John Edwards

Personal information
- Born: July 31, 1981 (age 44) Warren, Ohio, U.S.
- Listed height: 7 ft 0 in (2.13 m)
- Listed weight: 275 lb (125 kg)

Career information
- High school: Hudson (Hudson, Ohio)
- College: Kent State (2000–2004)
- NBA draft: 2004: undrafted
- Playing career: 2004–2012
- Position: Center
- Number: 54

Career history
- 2004–2005: Indiana Pacers
- 2005–2006: Atlanta Hawks
- 2006–2007: Albuquerque Thunderbirds
- 2007: Tulsa 66ers
- 2007–2008: BC Cherkasy
- 2009: Sioux Falls Skyforce
- 2009–2010: Iowa Energy
- 2009–2010: Bakersfield Jam
- 2010–2011: Colossus Rhodes
- 2011: Indios de Mayagüez
- 2011–2012: Turów Zgorzelec
- 2012: BC Tsmoki-Minsk

Career highlights
- First-team All-MAC (2004); MAC Defensive Player of the Year (2004);
- Stats at NBA.com
- Stats at Basketball Reference

= John Edwards (basketball) =

American basketball player (born 1981)

John Edwards (born July 31, 1981) is an American former professional basketball player. He played the center position.

Edwards played collegiately for Kent State University. While at Kent State, Edwards was part of two of the Golden Flashes trips to the NCAA tournament which included their appearance in the 2002 Elite Eight. He was named Mid-American Conference Defensive Player of the Year and a first-team all-conference pick in his final season and holds the Kent State record for season and career blocked shots.

He was invited to the Indiana Pacers training camp in 2004. Mainly due to his size, and some unexpected injuries to the Pacers big men early in the season, he was the only free agent training camp invitee to earn a spot on the main roster. Even so, he was expected to be released as soon as the Pacers got healthy, but the rash of suspensions resulting from the November 19, 2004, brawl at The Palace of Auburn Hills enabled him to remain on the team. As a result of this and other injuries to the bench, the Pacers were only able to dress six players and Edwards constituted the team's entire bench.

During the summer of 2005, Edwards signed with the Atlanta Hawks, and, during the 2005–06 NBA season, he averaged 8.6 minutes per game.

On August 22, 2006, Edwards was traded back to the Pacers, along with Al Harrington, in exchange for a 2007 first-round draft pick. He was waived in preseason, and split time with two NBDL teams in 2006–07. Edwards signed with the Albuquerque Thunderbirds in December 2006 then with the Tulsa 66ers the following month.

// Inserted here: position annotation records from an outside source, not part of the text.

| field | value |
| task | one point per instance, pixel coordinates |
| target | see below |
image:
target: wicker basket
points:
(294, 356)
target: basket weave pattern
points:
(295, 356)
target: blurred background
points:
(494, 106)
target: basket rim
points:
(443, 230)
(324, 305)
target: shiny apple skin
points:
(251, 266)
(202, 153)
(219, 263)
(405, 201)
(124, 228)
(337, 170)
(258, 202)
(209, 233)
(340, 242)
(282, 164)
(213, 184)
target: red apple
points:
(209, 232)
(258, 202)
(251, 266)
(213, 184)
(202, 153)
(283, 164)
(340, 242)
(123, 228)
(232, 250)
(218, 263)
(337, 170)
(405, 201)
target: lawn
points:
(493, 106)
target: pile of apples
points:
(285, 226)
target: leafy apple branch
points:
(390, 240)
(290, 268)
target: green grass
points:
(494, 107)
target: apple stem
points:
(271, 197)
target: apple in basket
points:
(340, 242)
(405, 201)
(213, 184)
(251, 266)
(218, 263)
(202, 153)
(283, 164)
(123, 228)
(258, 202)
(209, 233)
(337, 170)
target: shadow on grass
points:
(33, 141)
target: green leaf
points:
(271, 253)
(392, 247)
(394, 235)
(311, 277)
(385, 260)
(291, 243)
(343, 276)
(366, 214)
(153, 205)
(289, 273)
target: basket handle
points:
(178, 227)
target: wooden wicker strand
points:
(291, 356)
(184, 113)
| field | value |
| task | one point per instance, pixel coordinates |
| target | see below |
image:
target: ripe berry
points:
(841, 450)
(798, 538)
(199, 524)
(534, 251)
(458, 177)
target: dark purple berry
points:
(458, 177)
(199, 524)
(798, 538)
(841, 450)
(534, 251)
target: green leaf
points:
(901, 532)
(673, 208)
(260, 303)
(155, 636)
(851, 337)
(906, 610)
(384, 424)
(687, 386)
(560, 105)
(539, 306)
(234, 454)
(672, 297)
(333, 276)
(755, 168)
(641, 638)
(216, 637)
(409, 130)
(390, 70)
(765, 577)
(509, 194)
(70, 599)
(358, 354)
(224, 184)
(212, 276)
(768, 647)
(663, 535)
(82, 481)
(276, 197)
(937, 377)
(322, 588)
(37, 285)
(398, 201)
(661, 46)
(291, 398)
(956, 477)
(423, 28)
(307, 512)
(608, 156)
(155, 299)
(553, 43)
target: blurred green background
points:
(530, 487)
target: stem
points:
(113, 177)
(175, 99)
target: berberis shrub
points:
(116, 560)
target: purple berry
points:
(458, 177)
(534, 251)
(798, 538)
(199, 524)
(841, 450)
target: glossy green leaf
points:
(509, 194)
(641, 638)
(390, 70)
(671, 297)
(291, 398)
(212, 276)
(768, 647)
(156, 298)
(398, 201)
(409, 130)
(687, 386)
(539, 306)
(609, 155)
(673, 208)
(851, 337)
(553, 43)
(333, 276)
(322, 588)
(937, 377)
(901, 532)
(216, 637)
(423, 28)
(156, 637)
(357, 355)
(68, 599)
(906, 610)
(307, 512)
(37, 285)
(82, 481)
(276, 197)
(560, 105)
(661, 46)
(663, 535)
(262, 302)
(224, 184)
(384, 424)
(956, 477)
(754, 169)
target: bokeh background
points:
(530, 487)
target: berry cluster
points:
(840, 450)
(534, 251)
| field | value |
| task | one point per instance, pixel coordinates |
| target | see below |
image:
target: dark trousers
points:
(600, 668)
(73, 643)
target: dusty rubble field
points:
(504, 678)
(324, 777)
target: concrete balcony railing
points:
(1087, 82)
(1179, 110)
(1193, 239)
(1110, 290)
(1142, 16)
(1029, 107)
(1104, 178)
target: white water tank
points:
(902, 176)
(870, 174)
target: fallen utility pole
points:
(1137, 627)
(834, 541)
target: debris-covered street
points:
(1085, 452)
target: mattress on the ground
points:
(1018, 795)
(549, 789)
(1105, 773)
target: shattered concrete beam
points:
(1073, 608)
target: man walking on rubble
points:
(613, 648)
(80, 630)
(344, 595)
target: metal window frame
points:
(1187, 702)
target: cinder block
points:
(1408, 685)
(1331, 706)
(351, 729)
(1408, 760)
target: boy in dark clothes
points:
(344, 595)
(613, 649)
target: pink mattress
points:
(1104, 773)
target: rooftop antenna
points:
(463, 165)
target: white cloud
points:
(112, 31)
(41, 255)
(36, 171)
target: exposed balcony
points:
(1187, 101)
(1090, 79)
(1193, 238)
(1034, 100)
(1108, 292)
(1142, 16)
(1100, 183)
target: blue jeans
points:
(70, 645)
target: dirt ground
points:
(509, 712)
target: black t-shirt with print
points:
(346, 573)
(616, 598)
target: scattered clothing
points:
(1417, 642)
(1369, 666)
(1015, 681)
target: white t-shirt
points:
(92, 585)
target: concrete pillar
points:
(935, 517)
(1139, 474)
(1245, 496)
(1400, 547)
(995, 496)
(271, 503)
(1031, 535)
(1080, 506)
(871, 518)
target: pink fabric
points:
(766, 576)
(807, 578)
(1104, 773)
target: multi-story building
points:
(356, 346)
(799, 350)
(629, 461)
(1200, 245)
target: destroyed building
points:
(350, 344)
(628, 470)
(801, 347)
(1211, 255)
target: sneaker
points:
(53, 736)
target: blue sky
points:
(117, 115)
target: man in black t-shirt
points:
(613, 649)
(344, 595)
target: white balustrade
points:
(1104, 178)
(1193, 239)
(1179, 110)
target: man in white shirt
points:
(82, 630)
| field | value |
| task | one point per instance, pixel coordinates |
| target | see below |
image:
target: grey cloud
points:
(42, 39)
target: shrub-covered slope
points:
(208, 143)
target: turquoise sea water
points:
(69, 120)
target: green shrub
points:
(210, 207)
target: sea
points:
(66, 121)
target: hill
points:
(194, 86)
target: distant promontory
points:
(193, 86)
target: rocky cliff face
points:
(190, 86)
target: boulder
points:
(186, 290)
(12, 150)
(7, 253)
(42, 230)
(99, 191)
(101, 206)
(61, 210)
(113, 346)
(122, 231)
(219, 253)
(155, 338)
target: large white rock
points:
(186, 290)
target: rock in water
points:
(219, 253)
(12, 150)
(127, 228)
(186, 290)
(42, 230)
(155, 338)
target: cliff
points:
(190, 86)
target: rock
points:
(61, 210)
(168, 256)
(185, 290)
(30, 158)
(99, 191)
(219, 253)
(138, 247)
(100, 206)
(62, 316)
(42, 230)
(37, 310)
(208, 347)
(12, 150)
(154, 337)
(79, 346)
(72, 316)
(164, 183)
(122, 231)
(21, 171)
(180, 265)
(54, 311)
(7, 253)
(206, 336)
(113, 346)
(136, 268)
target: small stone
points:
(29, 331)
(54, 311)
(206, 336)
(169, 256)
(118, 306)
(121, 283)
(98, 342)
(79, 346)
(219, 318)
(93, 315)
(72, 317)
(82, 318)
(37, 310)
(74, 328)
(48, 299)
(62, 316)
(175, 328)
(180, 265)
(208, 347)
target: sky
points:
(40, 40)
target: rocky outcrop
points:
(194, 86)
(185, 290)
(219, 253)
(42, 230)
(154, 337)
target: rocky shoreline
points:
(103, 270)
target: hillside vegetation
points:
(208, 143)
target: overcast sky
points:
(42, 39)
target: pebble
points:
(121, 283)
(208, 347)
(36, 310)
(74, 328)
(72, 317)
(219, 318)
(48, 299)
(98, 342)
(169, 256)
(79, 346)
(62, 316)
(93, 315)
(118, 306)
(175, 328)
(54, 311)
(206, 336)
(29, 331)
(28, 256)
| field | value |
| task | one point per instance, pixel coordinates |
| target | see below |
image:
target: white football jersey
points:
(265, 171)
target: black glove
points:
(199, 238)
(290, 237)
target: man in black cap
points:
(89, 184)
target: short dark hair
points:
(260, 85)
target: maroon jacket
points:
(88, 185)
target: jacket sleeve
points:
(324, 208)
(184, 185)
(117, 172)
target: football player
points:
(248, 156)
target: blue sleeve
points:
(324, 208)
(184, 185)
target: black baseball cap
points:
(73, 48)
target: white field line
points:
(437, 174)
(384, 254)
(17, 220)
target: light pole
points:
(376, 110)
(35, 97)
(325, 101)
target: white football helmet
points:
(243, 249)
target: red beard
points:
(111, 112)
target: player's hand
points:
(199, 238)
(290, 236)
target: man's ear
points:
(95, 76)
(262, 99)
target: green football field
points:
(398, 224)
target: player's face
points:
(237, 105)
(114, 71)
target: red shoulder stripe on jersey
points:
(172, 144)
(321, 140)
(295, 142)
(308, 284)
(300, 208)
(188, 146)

The following season, also during preseason, Edwards was waived by the Minnesota Timberwolves, signing in November 2007 with Cherkassy.

Edwards returned to the D-League when he signed with the Iowa Energy in March 2009. The Energy traded Edwards to the Bakersfield Jam in January 2010.

He played in the 2010–2011 season with the Greek League team Colossus Rhodes. He then played in Puerto Rico, before moving to Poland to play for Turów Zgorzelec. In 2012, he signed with BC Tsmoki-Minsk in Belarus. He retired from basketball in 2013 and is pursuing a career in Information Technology.